Famous for making fake iPhones, Louis Vuitton bags and Rolex watches, China managed to surprise the world once again. A Goldman Sachs (Shenzhen) Financial Leasing Company was found operating in the country without any connection to the US investment giant.
"We don't have any connection with the US Goldman Sachs, we just picked the name out, and it's not intentionally the same,” a woman who answered the company's listed phone number told AFP.
The company uses the same Chinese characters, gao sheng, as the real Goldman Sachs, and its English font is evocative of the US bank’s.
Bloomberg made a filing with the Shenzhen government that reveals the replica Goldman Sachs has been operating since May 2013.

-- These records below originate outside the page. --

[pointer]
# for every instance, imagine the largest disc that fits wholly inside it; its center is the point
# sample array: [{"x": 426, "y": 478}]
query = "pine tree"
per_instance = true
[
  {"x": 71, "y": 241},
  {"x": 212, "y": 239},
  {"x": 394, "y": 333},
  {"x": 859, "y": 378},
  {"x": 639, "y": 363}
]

It’s not the first case of setting up fake banks in China. A 39-year-old man in eastern China’s Shandong Province was arrested this month after starting a fake branch of the China Construction Bank with card readers, passbooks, teller counter and convincing looking logos, the Xinhua news agency reported. The bank was taking deposits but didn’t allow withdrawals.
"It's notoriously difficult for an overseas claimant to persuade the Chinese courts that there has been trademark infringement. There's still a practice of whoever registers first wins," Paul Haswell, a Hong Kong-based partner at law firm Pinsent Masons told Bloomberg.
Basketball legend Michael Jordan lost a case in July against a local sportswear company that used his name in Chinese.
In 2012, Apple paid $60 million to Proview Technology (Shenzhen) that first registered the iPad trademark in China in 2001.